こんにちは。管理職15年の いくみ(@nesan_blogger)です。
上司として最もつらいことの一つが、部下さんの退職。
一緒に仕事をしてその成長を見守ってきて、それでもお別れしなければならないときが訪れる。
とある部下さんの旅立ちに私が伝えた言葉が「いつでも帰ってきていいよ切符を渡しておくね」
ご紹介します。
退職申し出のときは、もう決断したあと
長年上司の立場をやってきて、残念ながら多くの部下さんたちから退職意思を受け止めてきました。
人と人が出会ってお別れしなければならないのって、何度遭遇してもつらいです。
「ねーさん、ちょっとご相談があって…」とかしこまって言われたときは、そんな話であることが多い。
しかも、もうすでにご自身が決断していて、"結果報告"みたいになっちゃうもの。
その前に何か自分ができることはなかったのだろうか?
もし、こうだったら、部下さんが辞めるに至らず済んだのだろうか?
つい「タラレバ」なことを自問自答してしまいます。
私自身も転職を何回か経験していて、決めるまでにいろいろな理由が重なっていて、上司がこうだったらとか、会社がこうだったら…ということだけじゃなかったから、退職を止められないことって、仕方ないのかもしれません。
クライアントさんから教えてもらった「いつでも帰ってきていいよ切符」
悶々としつつ、尊敬するクライアントさんと世間話をする機会がありました。
そのクライアントさんも同じようなお悩みをお持ちで、残念ながら部下さんとのお別れがしばしば訪れるとのこと。

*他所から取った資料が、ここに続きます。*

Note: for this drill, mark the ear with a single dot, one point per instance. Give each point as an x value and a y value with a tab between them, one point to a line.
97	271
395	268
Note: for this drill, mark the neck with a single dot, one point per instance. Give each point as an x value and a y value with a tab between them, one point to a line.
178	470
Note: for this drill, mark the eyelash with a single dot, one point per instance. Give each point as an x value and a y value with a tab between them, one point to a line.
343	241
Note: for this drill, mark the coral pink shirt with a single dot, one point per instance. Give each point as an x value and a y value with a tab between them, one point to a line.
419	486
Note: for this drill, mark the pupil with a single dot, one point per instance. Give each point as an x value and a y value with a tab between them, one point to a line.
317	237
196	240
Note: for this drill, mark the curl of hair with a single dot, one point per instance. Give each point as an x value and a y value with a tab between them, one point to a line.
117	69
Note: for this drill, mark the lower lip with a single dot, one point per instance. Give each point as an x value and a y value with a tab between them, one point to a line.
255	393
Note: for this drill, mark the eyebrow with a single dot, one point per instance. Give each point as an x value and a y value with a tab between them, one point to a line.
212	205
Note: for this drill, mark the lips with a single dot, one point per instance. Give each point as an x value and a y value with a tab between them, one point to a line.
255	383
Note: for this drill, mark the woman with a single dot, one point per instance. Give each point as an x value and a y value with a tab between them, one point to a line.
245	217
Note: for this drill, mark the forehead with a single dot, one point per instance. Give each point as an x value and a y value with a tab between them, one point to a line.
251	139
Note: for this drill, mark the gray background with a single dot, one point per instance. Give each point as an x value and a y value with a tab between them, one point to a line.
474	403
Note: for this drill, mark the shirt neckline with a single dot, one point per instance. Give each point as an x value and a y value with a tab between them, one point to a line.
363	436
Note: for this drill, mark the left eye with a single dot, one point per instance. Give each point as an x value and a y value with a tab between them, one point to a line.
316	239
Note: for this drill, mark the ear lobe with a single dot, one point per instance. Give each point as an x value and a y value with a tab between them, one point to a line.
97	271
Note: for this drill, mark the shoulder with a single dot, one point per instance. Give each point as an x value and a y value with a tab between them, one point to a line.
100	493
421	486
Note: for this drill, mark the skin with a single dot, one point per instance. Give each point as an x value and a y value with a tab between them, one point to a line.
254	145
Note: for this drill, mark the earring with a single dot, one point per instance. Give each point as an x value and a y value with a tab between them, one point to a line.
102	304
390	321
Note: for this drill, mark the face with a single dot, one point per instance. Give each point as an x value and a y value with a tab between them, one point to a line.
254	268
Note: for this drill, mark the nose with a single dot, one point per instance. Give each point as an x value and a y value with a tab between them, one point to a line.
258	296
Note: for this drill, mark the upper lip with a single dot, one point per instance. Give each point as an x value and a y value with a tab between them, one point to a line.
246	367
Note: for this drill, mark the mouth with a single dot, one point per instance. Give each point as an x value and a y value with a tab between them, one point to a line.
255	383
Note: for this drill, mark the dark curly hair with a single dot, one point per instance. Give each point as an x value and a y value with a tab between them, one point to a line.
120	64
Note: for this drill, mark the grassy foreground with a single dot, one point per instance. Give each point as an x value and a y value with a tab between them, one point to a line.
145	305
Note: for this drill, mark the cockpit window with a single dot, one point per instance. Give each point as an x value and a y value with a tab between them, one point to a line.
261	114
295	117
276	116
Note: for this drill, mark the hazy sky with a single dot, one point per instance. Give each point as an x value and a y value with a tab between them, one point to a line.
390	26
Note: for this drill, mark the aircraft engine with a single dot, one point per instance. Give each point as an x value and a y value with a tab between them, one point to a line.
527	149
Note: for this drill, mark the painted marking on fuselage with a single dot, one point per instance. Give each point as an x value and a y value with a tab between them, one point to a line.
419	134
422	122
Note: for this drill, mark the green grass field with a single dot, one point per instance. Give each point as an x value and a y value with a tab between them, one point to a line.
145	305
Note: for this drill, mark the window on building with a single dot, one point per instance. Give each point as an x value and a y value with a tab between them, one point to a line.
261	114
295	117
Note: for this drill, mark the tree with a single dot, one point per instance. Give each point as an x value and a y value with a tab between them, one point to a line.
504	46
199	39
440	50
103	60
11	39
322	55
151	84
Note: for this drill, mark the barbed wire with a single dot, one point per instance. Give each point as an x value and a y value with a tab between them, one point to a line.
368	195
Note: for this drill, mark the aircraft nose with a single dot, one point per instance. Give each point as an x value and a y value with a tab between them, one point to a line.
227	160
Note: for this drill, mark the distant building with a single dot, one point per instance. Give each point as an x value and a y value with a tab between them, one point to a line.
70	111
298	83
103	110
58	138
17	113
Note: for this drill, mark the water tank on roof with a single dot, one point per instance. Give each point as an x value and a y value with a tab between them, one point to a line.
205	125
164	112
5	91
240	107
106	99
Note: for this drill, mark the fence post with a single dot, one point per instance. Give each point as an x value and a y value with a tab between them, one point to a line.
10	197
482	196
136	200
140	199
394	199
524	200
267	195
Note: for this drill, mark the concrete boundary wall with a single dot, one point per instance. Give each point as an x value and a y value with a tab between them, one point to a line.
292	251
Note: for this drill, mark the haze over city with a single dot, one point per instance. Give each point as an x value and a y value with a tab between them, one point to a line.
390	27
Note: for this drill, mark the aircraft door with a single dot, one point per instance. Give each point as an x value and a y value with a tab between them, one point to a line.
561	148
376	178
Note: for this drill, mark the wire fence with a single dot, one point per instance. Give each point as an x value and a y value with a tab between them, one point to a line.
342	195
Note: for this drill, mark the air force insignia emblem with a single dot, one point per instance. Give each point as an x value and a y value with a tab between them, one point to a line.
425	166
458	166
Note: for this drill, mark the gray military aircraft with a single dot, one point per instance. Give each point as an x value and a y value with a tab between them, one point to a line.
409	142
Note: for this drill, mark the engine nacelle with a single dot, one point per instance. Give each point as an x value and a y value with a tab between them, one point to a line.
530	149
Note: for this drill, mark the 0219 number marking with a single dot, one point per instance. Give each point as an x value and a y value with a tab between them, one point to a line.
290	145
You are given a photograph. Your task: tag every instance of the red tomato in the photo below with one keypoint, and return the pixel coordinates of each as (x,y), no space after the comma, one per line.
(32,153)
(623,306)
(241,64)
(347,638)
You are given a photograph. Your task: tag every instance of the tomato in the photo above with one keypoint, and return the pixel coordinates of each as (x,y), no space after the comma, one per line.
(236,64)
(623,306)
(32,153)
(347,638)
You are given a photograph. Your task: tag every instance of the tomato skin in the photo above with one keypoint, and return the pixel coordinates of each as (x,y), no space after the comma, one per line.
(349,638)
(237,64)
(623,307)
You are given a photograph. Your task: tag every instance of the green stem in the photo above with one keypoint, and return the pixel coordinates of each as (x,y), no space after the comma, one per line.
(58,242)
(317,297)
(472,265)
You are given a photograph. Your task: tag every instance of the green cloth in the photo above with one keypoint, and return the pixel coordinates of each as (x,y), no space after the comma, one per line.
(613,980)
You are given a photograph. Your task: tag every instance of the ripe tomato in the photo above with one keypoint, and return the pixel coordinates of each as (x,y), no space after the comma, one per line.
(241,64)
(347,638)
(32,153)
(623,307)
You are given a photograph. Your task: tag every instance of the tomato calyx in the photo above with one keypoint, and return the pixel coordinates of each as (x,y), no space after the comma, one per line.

「ねーさんさぁ、そんなときにね、私がやっているのが『いつでも帰ってきていいよ切符』を渡すこと」
退職する理由は様々あって、誰にでも渡すわけではないけれど。
同じような仕事をこれからも志したいと思っていて、より大きなフィールドにチャレンジしたい…そんな理由のときはね。またうちの会社でやってみたいってこともあるかもしれないから。
部下さんのことをいつも何より大切にしている方。
この言葉は心に響きました。
部下さんへ「いつでも帰ってきていいよ切符」を渡す
それからしばらく経ったころ。
とある部下さんから退職の申し出がありました。
新人さんのころは何かと不器用でハラハラしどおしだったけれど、その後ぐんぐん成長してくれて、無理なことお願いしたときもサラッとOKしてくれたり。
とても頼りになる存在でした。
「同じ業界でさらに大きな責任を担えるような、そんな転職を決めました」
理由を聴いたときに、あのクライアントさんの言葉が蘇ってきます。
「わかりました。でもね、あなたに『いつでも帰ってきていいよ切符』を渡しておく。期限はナシだから使いたいときがきたら教えて」
唐突な私の投げかけに、かなりキョトンとしていた彼。
いつか切符使ってくれたら嬉しいなぁと淡い期待を込めて、旅立っていく姿を見送りました。
最後にひとこと
この出来事があってから、すでに5年ほど経ちます。
残念ながら、ご本人とはその後連絡をとる機会もなく「切符」のこともとうに忘れてしまっているかもしれません。
それならそれで、充実したビジネスライフを送っているのでしょうし、その後、他の部下さんには切符を渡すこともありませんでした。
私が唯一贈った「切符」の部下さんと、ある時期だけでも一緒に過ごせたことに感謝です。